A recent study showed that intensified AR blockade for a finite period extends prostate-specific antigen progression-free survival (PSA-PFS) while maintaining a manageable safety profile, without negatively impacting the time needed for testosterone recovery. This study’s findings were published in the Journal of clinical oncology.

The PRESTO trial was a randomized, open-label, phase III study that involved 503 patients diagnosed with biochemically recurrent prostate cancer (BRPC) and PSA doubling time of 9 months or less. Patients were randomly divided into one of three groups in a 1:1:1 ratio. These groups consisted of a 52-week treatment course with ADT (androgen-deprivation therapy) control, ADT combined with apalutamide, or ADT combined with apalutamide and AAP (abiraterone acetate plus prednisone). The primary endpoint of the trial was to evaluate PSA-PFS, which was defined as having a serum PSA level exceeding 0.2 ng/mL after the completion of the assigned treatment.

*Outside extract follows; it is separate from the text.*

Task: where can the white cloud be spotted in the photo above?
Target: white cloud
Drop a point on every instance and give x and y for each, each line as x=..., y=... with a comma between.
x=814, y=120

The median PSA level was determined to be 1.8 ng/mL (IQR, 1.0-3.6). During the initial planned interim analysis, it was observed that both experimental groups exhibited a significant prolongation in PSA-PFS when compared to the control group (median, ADT + apalutamide was 24.9 months vs 20.3 months for ADT alone; median, ADT + apalutamide + AAP was 26.0 months vs 20.0 months for ADT alone). There was no notable difference in the median time for testosterone recovery across the different treatment arms.

The above results demonstrated that the use of intensified AR blockade for a finite period has been found to PSA-PFS while maintaining a manageable safety profile and not interfering with testosterone recovery time. Consideration should be given to adding apalutamide to androgen deprivation therapy in high-risk BRPC patients.